9 Article Positive mobilization margins alone do not influence survival following pancreatico-duodenectomy for pancreatic ductal adenocarcinoma. 2010

Jamieson, Nigel B / Foulis, Alan K / Oien, Karin A / Going, James J / Glen, Paul / Dickson, Euan J / Imrie, Clem W / McKay, Colin J / Carter, Ross. ·West of Scotland Pancreatic Unit, Department of Pancreatico-Biliary Surgery, Glasgow Royal Infirmary, Alexandra Parade, Glasgow, United Kingdom. nigeljamieson@yahoo.com ·Ann Surg · Pubmed #20485150.

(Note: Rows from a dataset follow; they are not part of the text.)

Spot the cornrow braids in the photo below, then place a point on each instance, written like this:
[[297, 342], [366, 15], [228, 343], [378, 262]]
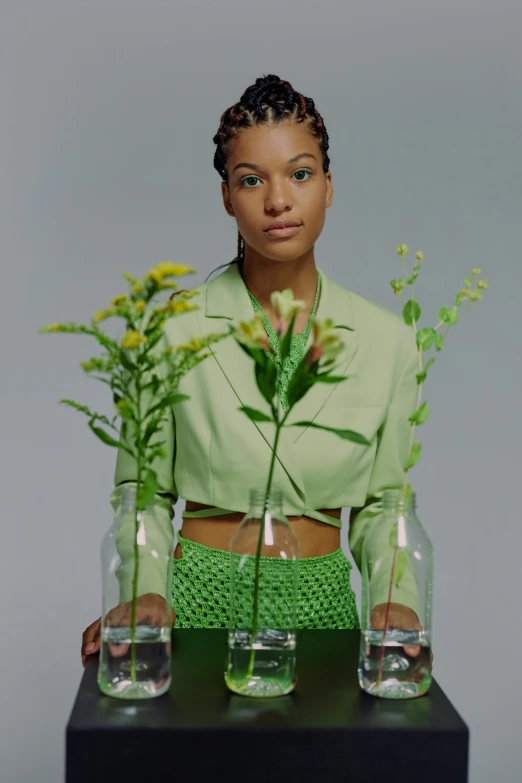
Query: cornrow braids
[[270, 101]]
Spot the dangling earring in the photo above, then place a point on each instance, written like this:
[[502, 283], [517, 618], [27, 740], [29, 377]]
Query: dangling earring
[[240, 248]]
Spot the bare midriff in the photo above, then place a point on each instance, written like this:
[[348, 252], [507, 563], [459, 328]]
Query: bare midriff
[[315, 538]]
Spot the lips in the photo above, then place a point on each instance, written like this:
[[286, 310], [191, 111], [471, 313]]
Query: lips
[[283, 224], [283, 232]]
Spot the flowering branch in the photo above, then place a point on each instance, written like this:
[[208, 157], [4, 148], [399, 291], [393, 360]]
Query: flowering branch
[[131, 369], [425, 339], [316, 367]]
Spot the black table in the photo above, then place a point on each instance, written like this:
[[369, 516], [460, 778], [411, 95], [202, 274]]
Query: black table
[[328, 726]]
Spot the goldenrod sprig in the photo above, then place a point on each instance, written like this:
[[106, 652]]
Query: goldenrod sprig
[[425, 338], [143, 375]]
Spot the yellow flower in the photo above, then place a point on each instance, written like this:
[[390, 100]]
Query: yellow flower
[[132, 339], [153, 274], [169, 268], [252, 333]]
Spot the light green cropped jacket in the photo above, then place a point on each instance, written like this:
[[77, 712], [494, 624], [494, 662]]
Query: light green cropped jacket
[[215, 453]]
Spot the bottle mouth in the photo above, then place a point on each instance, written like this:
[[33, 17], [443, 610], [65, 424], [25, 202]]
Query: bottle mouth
[[274, 498], [393, 498]]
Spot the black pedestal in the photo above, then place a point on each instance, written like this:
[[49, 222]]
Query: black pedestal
[[201, 731]]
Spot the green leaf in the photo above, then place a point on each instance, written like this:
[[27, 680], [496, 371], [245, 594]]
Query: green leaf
[[104, 436], [425, 337], [415, 455], [252, 352], [172, 399], [266, 380], [254, 414], [355, 437], [392, 537], [147, 490], [421, 414], [411, 311], [125, 361], [439, 340], [325, 377], [449, 315], [78, 407]]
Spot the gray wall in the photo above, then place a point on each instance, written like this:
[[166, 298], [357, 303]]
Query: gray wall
[[108, 114]]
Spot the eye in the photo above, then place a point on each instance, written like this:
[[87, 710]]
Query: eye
[[253, 176]]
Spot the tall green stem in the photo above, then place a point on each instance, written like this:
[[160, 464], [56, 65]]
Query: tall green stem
[[402, 497], [279, 426], [136, 553]]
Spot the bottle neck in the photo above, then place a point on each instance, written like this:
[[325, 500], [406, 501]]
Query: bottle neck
[[274, 500], [128, 497], [395, 501]]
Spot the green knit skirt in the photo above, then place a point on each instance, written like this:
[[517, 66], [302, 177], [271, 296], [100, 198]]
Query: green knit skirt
[[201, 588]]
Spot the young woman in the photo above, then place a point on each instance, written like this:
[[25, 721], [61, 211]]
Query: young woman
[[272, 157]]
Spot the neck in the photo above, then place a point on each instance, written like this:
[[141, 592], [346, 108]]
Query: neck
[[262, 279]]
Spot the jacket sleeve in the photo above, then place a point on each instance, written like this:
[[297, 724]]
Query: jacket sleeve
[[393, 440], [159, 532]]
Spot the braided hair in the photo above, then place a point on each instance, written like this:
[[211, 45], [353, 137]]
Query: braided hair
[[270, 101]]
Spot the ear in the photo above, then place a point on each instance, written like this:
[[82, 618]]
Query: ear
[[329, 188], [226, 199]]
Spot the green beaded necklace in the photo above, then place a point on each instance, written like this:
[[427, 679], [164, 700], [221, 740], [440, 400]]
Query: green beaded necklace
[[297, 346]]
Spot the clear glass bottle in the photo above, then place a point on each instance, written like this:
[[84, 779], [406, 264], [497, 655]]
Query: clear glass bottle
[[397, 540], [136, 626], [262, 632]]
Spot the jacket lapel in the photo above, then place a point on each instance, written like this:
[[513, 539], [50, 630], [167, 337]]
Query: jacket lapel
[[227, 298]]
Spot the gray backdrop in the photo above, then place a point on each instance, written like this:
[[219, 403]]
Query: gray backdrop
[[108, 114]]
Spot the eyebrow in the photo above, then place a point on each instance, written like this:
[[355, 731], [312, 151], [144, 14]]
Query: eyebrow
[[259, 168]]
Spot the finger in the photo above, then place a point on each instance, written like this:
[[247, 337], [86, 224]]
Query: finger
[[90, 637]]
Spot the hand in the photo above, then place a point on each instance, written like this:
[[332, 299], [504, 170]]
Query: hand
[[150, 609], [399, 616]]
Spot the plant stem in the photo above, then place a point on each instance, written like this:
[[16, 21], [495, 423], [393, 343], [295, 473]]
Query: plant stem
[[402, 497], [279, 425], [136, 553]]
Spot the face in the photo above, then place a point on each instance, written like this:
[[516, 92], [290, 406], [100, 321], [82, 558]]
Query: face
[[277, 189]]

ABSTRACT: OBJECTIVE: To determine the prognostic influence of residual tumor at or within 1 mm of the mobilization margins (R1Mobilization) compared with transection margins (R1Transection) following pancreaticoduodenectomy for pancreatic ductal adenocarcinoma (PDAC). BACKGROUND: The prognostic strength of R1 status increases with frequency of margin positivity and is enhanced by protocol driven pathology reporting. Currently, margins are treated uniformly with tumor at or close to any margin considered of equal prognostic significance. The resection involves a mobilization phase freeing the posterior margin and anterior surface then a transection phase requiring lympho-vascular division forming the medial resection and pancreatic transection margin. The comparative assessment of the relative importance of tumor involvement of these different margins has not previously been investigated. METHODS: Retrospective analysis of 148 consecutive resections for PDAC from 1996-2007 was performed. The individual (pancreatic transection, medial, posterior, and anterior surface) margins were separately identified and analyzed by a senior pathologist. An R1 resection was defined as microscopic evidence of tumor < or = 1 mm from a resection margin. R1Mobilization tumor extension included both R1Anterior and R1Posterior cases; while R1Transection included pancreatic neck/body transection, R1Medial and adjacent transection margins. RESULTS: R1 status was confirmed in 109 patients (74%). The medial (46%) and posterior (44%) margins were most commonly involved. R1 status was found to an independent predictor of poor outcome (P < 0.001). R1Mobilization involvement only (n = 48) was associated with a significantly longer median survival of 18.9 months (95% CI, 13.7-24.8) versus 11.1 months (95% CI, 7.1-15.0) for those with R1Transection tumor involvement (n = 61) (P < 0.001). There was no significant difference in the survival of the R1Mobilization compared with R0 group (P = 0.52). CONCLUSIONS: Following pancreaticoduodenectomy for PDAC, involvement of the transection margins in contrast to mobilization margins defines a group whose outcome is significantly worse. This may impact upon the allocation of adjuvant therapy within the setting of randomized controlled trials.